Usaha terakhir itu ternyata menjadi awal meledaknya isu mobil nasional. Dalam hitungan Wali Kota Solo itu, Kiat Esemka bisa menjadi embrio untuk mewujudkan kembali impian lama tentang mobil nasional. "Kami memulainya sejak lima tahun lalu, dan ke depan akan dikembangkan sebagai industri rumahan," dia menegaskan.
Polemik segera menjalar ke berbagai penjuru. Sejumlah pejabat mendadak kesengsem bermobil Esemka. Sebaliknya, ada pengamat menuding Kiat Esemka adalah tiruan belaka dari mobil-mobil Cina. Jokowi—sapaan Joko Widodo—mengaku rela menyesap kritik paling keras sekalipun, tapi tak sudi mundur. "Semuanya saya pandang sebagai dukungan," kata dia.
Datang dari latar belakang keluarga pengusaha, Joko Widodo terlatih menerapkan efisiensi dan sistematisasi yang kuat—nilai-nilai yang kemudian dia bawa ke dalam birokrasi, sejak memimpin Kota Solo pada 2005. "Kontrol adalah bagian dari sistem," kata dia. "Tapi hanya efektif selama kita tidak meletakkan kepentingan pribadi dalam sistem," dia menambahkan.

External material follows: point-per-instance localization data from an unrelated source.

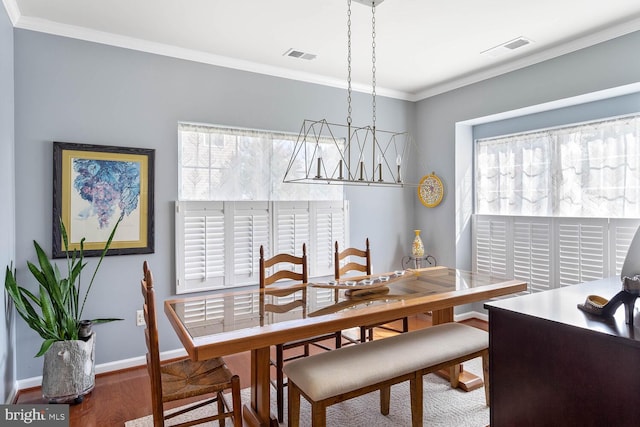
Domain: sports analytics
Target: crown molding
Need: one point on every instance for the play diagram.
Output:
(81, 33)
(12, 10)
(535, 58)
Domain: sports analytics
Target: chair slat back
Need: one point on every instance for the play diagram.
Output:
(363, 264)
(153, 350)
(287, 273)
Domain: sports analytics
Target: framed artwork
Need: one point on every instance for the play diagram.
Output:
(95, 185)
(430, 190)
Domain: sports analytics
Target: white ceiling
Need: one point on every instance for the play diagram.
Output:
(423, 47)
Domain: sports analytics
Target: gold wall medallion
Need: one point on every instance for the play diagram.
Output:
(430, 190)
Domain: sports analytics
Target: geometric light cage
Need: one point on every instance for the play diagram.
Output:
(329, 153)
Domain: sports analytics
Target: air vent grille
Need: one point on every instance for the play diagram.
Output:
(508, 47)
(294, 53)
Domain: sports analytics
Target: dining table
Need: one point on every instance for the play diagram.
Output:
(228, 322)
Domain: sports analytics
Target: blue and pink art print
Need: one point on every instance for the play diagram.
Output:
(110, 188)
(95, 186)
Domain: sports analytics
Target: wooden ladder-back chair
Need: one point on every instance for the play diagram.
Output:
(289, 271)
(362, 264)
(185, 379)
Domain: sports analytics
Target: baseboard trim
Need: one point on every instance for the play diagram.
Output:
(167, 355)
(13, 394)
(104, 368)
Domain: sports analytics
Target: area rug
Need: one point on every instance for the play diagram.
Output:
(443, 406)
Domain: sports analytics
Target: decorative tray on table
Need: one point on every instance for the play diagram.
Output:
(368, 284)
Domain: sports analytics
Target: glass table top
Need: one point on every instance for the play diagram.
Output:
(230, 311)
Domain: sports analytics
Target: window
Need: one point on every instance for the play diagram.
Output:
(560, 206)
(233, 201)
(589, 170)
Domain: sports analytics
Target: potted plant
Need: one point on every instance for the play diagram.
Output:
(55, 313)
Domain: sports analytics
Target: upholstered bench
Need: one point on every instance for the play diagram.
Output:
(328, 378)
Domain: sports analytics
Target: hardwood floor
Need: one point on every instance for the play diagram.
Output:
(125, 395)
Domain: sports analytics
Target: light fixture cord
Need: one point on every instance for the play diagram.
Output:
(349, 66)
(373, 62)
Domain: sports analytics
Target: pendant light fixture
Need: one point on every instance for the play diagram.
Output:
(330, 153)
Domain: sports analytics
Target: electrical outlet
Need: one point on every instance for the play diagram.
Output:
(140, 318)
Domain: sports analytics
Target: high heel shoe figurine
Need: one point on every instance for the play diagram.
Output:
(603, 307)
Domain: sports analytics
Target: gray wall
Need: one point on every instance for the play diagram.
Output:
(74, 91)
(7, 214)
(82, 92)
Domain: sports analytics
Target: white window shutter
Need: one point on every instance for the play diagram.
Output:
(622, 231)
(199, 246)
(251, 229)
(490, 248)
(330, 226)
(291, 227)
(582, 250)
(532, 252)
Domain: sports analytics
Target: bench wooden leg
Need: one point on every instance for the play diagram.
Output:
(280, 381)
(415, 385)
(485, 374)
(318, 415)
(454, 375)
(385, 399)
(293, 411)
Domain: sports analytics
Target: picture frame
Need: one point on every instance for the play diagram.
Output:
(93, 186)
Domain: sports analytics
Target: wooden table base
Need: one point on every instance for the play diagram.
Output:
(467, 380)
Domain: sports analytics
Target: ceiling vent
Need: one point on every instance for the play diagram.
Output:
(293, 53)
(369, 2)
(508, 47)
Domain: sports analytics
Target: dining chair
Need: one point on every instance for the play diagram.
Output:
(289, 267)
(359, 260)
(185, 379)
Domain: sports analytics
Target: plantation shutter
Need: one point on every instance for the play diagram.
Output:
(250, 231)
(291, 228)
(622, 232)
(218, 243)
(582, 250)
(200, 236)
(490, 251)
(532, 252)
(330, 222)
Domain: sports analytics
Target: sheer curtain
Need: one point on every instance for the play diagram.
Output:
(587, 170)
(223, 163)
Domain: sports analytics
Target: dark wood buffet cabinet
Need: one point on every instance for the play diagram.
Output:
(554, 365)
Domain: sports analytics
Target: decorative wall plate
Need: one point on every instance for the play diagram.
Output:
(430, 190)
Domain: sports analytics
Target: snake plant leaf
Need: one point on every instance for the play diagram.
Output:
(45, 346)
(48, 313)
(105, 320)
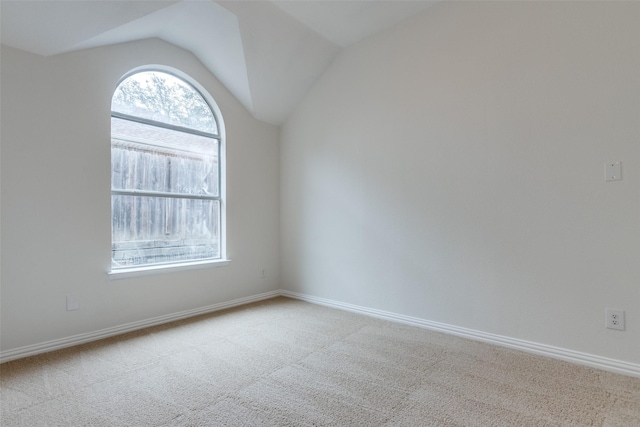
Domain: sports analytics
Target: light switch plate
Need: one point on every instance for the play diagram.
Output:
(613, 171)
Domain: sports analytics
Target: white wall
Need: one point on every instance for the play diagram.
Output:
(452, 169)
(56, 198)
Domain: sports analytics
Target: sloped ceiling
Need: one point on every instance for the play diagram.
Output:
(267, 53)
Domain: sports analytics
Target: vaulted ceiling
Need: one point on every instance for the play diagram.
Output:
(267, 53)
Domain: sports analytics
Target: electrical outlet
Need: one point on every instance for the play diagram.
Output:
(72, 302)
(615, 319)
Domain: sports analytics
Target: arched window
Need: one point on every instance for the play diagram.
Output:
(166, 204)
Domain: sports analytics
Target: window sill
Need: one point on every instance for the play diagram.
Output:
(123, 273)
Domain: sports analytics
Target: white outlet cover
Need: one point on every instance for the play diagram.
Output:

Jokowi mewajibkan diri menguasai problem lapangan. Setiap hari dia praktis hanya satu jam berada di ruang kerja. Selebihnya dia beredar. "Kantor saya di pasar, puskesmas, sungai, kelurahan, pokoknya yang langsung bertemu masyarakat," katanya. Dia memangkas jalur birokrasi serta mempercepat sistem pelayanan. Jangka waktu pembuatan KTP dilorotnya menjadi satu jam, perizinan usaha di Solo kini hanya perlu enam hari.
Usaha ini bukan tanpa perlawanan. "Saya mengerti, ada kue yang selama ini mereka nikmati diambil," katanya. Tapi Jokowi tak mau berkompromi. Walhasil, 3 lurah, 1 camat, dan 3 kepala dinas harus dicopot. "Setiap keputusan ada risikonya," ujarnya. Sepak terjang pemimpin kota kecil itu agaknya menerbitkan rindu akan sosok serupa di kota-kota besar. Maka ada yang mulai menyorong-nyorongkannya ke kursi Gubernur Jawa Tengah, DKI Jakarta, bahkan wakil presiden. "Saya ini potongan wali kota saja enggak ada, kok mau dinaik-naikkan," ujarnya seraya terbahak.
Kamis pekan lalu, Jokowi berkunjung ke kantor Tempo di Kebayoran Centre, Jakarta Selatan. Dirancang untuk wawancara, pertemuan yang dipadati oleh sebagian besar anggota redaksi itu beralih menjadi diskusi hangat, dalam suasana ger-geran. Dia menjawab semua pertanyaan, dengan sedikit fakta off the record.
Wawancara ini disaring dari perbincangan dua setengah jam, yang dipandu wartawan Tempo Andari Karina Anom, Istiqomatul Hayati, dan Hermien Y. Kleden.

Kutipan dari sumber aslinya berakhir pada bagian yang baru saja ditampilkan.